Date of Award

5-2022

Document Type

Dissertation

Degree Name

Doctor of Philosophy (PhD)

Department

Rhetorics, Communication, and Information Design

Committee Chair/Advisor

Cynthia Haynes

Committee Member

Kyle Jensen

Committee Member

Walt Hunter

Committee Member

Heidi Zinzow

Abstract

In this dissertation, I posit that intimate partner violence is entrenched in an often-overlooked historical and rhetorical legacy of patriarchal cultural, structural, and direct violences. Many scholars in and outside of rhetorical studies have analyzed and critiqued public representations of trauma and violence, including intimate partner violence.
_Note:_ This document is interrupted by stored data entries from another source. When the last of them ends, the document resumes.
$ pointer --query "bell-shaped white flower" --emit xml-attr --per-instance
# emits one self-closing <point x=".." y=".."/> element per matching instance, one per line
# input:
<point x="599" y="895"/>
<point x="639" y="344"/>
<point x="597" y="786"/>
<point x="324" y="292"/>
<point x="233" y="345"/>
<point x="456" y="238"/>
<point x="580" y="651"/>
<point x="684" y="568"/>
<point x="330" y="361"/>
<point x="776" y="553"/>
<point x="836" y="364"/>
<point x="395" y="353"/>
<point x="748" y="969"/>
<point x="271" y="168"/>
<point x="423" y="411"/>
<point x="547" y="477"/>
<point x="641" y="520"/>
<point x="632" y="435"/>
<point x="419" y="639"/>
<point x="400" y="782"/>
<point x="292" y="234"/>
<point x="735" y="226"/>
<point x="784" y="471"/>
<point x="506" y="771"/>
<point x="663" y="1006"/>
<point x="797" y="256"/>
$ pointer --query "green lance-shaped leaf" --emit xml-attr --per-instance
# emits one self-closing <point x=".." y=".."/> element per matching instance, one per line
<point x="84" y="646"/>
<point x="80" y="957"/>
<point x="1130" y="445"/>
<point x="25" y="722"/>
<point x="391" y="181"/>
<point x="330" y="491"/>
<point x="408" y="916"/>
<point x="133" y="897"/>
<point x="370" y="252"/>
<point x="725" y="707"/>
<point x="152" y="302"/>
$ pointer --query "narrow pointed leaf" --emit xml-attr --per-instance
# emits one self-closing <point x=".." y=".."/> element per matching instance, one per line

Joining this conversation, I focus on the limitations in the ways influential rhetorical domains both represent and respond to people who abuse their intimate partners. Often, mass media represents people who abuse their intimate partners as individuals void of contexts. Similarly, the criminal justice system holds individuals responsible through law enforcement and incarceration. My dissertation complicates this individualist perspective by focusing on the ecologies that move people to intimate partner violence. More so, I use a rhetorical and interdisciplinary approach to posit that patriarchy and trauma move people to intimate partner violence.

While law enforcement, criminal justice, and intervention groups are the primary means to prevent intimate partner violence, I elaborate the efficacy and promises of restorative justice. While I consider restorative justice in context of tertiary prevention, I also consider restorative justice in context of primary and secondary prevention, which seeks to prevent intimate partner violence from happening in the first place. To prevent intimate partner violence, research, response, and influential rhetorical domains must bear witness to and mourn histories of patriarchal and domestic violences, including the cultures and institutions that maintains the conditions for intimate partner violence. Examining not only what moves people to abuse their partners but also how we represent and respond to violence is a scholarly obligation if we wish to move toward preventing the startling rates of intimate partner violence.